We propose a general approach to estimating functionals of discrete distributions, and illustrate its efficacy by analyzing the cases of estimating the Shannon entropy H(P) and the alpha-moment of the distribution, based on n i.i.d. samples from the unknown discrete distribution P with support size S. The resulting estimators achieve the minimax L2 rates in all regimes, including those where the support size S grows with n. They have linear complexity and do not assume knowledge of S. The performance of these estimators with n samples turns out to be essentially that of the respective Maximum Likelihood Estimators (MLE) with n log n samples. Approximation theory plays key roles in analyzing the MLE (the plug-in rule for functional estimation), and in both the construction and analysis of the minimax rate-optimal estimators. As corollaries, we show how our results are consistent with other recent results, such as the optimal sample complexity n = \Theta(S/log S) for entropy estimation, first discovered by Valiant and Valiant in 2011.
Furthermore, we show that our entropy estimator is an adaptive estimator in the sense that it achieves the minimax rates simultaneously over a nested sequence of subsets of distributions P, without knowing the support size S or which subset P lies in. Each subset is characterized by an upper bound on the distribution entropy. We also characterize the maximum risk of the MLE over this nested sequence, and show, for every subset in the sequence, that the performance of the minimax rate-optimal estimator with n samples is still essentially that of the MLE with n log n samples.

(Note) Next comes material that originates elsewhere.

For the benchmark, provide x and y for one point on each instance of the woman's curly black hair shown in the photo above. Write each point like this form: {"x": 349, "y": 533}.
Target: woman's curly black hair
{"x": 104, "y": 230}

We discuss the extension of our approach to estimating divergence functions, such as the total variation distance. We demonstrate that the construction is far more complicated than the univariate case, and showcase a general interpretation of our methodology in estimating functionals in arbitrary statistical models.
We highlight the practical advantages of our schemes for the estimation of entropy and mutual information. We compare our performance with various existing approaches, and demonstrate that our approach reduces running time and boosts the accuracy. Moreover, we show that the minimax rate-optimal mutual information estimator leads to significant performance boosts over the Chow–Liu algorithm in learning graphical models. Given the wide applicability of information measure estimation, we believe that the new insights and near optimal estimators have the potential for far reaching applications.
Based on joint work with Kartik Venkat (Stanford EE), Yanjun Han (Tsinghua University), and Tsachy Weissman (Stanford EE).